Muziektheater, 10 juin
Après avoir mis en scène Der Freischütz à Amsterdam en 2022 (voir O. M. n° 184 p. 36 de juillet-août), Kirill Serebrennikov avait exprimé son rêve de monter Boris Godounov. Et fut réinvité derechef. Avec, sans surprise, le projet de porter un regard critique sur la réalité actuelle d’une Russie qu’il connaît désormais de l’intérieur comme de l’extérieur puisqu’il vit en exil depuis trois ans. Logiquement, le cinéaste et metteur en scène fait le choix de la version de 1872, qu’il juge plus centrée sur le destin du peuple russe et moins strictement focalisée sur le rôle-titre. Et conformément aux usages y réintègre le tableau devant la cathédrale Saint-Basile de la version de 1869.
Un décor monumental occupe l’immense scène du Muziektheater : la vue en coupe d’un immeuble à appartements soviétique, une vingtaine de cages à poules identiques par leur taille, leur forme et les images de propagande qu’y diffusent en boucle les télévisions officielles, seules visibles. Un damier vertical dont les carrés abritent les histoires silencieuses de citoyens ordinaires que l’on peut suivre en contrepoint du récit principal se transforment un temps en cellules de prison et sont à d’autres moments occultés par d’immenses reproductions de clichés de Dmitry Markov. Ami du metteur en scène, le célèbre photographe (1982-2024) disait lui aussi comme personne le destin des gens ordinaires.

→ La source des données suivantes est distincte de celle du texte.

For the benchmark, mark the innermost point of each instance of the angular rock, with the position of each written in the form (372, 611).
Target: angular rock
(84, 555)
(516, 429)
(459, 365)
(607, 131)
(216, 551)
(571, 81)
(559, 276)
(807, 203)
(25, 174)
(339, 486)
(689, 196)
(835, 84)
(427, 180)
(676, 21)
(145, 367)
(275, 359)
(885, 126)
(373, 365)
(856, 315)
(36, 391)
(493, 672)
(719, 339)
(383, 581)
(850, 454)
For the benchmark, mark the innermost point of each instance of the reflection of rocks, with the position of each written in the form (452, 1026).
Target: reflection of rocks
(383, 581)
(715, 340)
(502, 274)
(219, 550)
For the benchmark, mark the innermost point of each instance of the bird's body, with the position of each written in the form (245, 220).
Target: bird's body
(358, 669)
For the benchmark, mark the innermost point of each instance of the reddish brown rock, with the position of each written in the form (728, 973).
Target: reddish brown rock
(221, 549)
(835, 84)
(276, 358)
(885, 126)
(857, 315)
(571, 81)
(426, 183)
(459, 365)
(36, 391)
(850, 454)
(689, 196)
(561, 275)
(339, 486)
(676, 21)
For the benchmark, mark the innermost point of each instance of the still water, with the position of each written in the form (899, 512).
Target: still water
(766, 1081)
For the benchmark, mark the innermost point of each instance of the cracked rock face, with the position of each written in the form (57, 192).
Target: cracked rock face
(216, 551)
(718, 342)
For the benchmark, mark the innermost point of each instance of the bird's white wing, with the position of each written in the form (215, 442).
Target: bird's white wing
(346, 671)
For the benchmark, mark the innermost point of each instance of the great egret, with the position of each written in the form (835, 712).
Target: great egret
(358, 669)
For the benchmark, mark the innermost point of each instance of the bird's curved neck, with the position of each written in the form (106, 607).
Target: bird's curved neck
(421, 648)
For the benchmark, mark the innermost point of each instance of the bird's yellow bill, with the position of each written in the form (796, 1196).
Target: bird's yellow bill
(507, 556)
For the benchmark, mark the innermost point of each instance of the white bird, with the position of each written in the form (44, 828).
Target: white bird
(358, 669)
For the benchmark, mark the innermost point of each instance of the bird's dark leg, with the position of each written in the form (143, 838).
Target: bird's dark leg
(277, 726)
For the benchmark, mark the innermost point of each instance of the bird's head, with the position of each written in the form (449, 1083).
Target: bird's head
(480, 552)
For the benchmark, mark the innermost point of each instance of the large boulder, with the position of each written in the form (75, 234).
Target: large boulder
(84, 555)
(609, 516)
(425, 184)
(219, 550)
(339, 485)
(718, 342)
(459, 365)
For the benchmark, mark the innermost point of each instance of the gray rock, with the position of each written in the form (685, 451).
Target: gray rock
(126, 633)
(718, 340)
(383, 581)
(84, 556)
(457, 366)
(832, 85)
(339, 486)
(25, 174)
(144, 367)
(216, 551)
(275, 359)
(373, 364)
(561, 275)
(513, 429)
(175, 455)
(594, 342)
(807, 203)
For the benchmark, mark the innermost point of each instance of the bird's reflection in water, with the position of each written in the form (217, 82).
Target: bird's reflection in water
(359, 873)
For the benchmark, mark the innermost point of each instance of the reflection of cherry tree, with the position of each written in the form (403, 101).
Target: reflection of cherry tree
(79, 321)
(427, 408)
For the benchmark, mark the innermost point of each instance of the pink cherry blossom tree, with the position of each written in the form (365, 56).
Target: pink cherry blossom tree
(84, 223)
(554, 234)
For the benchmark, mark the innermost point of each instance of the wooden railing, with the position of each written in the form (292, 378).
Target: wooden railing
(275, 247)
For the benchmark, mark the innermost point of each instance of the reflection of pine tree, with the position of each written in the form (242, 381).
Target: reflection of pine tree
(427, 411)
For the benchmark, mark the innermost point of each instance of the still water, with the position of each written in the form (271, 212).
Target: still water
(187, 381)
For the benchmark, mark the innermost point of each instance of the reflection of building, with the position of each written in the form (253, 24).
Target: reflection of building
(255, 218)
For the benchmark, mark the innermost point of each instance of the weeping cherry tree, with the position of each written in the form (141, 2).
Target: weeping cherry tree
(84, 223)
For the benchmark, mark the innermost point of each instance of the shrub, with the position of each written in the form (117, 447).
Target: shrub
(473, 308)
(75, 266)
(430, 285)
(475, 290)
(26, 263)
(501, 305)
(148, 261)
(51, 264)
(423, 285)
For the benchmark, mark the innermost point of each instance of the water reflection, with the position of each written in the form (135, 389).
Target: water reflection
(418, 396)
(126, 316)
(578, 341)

Ce décor unique aurait pu suffire, mais Serebrennikov multiplie les approches, au risque de créer la confusion dans une trame qui, au contraire, requiert une lisibilité permettant de comprendre qui est qui. On est entre campagne électorale et bureaux de votes, Boris est en costume-cravate et les personnages fréquentent assidûment des plateaux de télévision en Green Key. Annoncé comme un thriller Netflix (« La conspiration »), l’acte polonais ressemble en fait plutôt à une comédie sans que l’on comprenne pourquoi. La direction d’acteurs est assez rudimentaire, avec même des moments où tout semble figé comme dans un oratorio. Pour ne rien arranger, entre les actes, le chanteur qui tient le rôle de l’Innocent (Odin Lund Biron) fait lecture d’adresses prononcées par des dissidents à la fin de leur procès, textes parlés assurément respectables et pertinents mais qui cassent chaque fois la progression dramatique.
Reste une belle réalisation musicale, avec une direction énergique mais toujours précise de Vasily Petrenko et, dans la fosse, un orchestre du Concertgebouw aux sonorités somptueuses, qui ne manque pas son rendez-vous annuel avec l’opéra en version scénique. La pâte est dense et colorée, mais s’écoule avec fluidité. Nonobstant quelques légers décalages, sans doute inhérents à un soir de première, les chœurs de l’Opéra National livrent une prestation remarquable d’engagement vocal et physique, conscients que ce peuple qu’ils incarnent est le personnage central de la soirée.
La (relative) mise sous le boisseau du rôle-titre par l’approche de Serebrennikov n’empêche pas Tomasz Konieczny de dominer le plateau : son Boris magistral, tour à tour séducteur et inquiétant, éblouit par sa clarté et son expressivité, la voix offrant à la fois la souplesse du baryton et les couleurs sombres de la basse. Remarquables également, le Chouïski de Ya-Chung Huang, le Tchelkalov de Jasurbek Khaydarov, le Pimène souverain de Vitalij Kowaljow et le Rangoni de Gevorg Hakobyan.
Raehann Bryce-Davis réussit, malgré l’approche pseudo-comique du metteur en scène qui a pour effet d’affaiblir le personnage, à camper une Marina scéniquement crédible et théâtralement puissante tant dans sa dimension séductrice que dans son appétit de pouvoir, avec sans doute un éclat limité dans le registre supérieur mais, en compensation, les couleurs sombres et le surcroît d’ambiguïté de son timbre de mezzo-soprano. Réduit à la portion congrue par l’œuvre, et ici par le choix – pas totalement convaincant – de confier à un contre-ténor (David van Laar) le rôle de Fiodor, le plateau féminin laisse néanmoins une impression durable grâce aussi à l’émouvante Xénia d’Inna Demenkova, l’impressionnante Aubergiste d’Eva Kroon et la solide Nourrice de Polly Leech.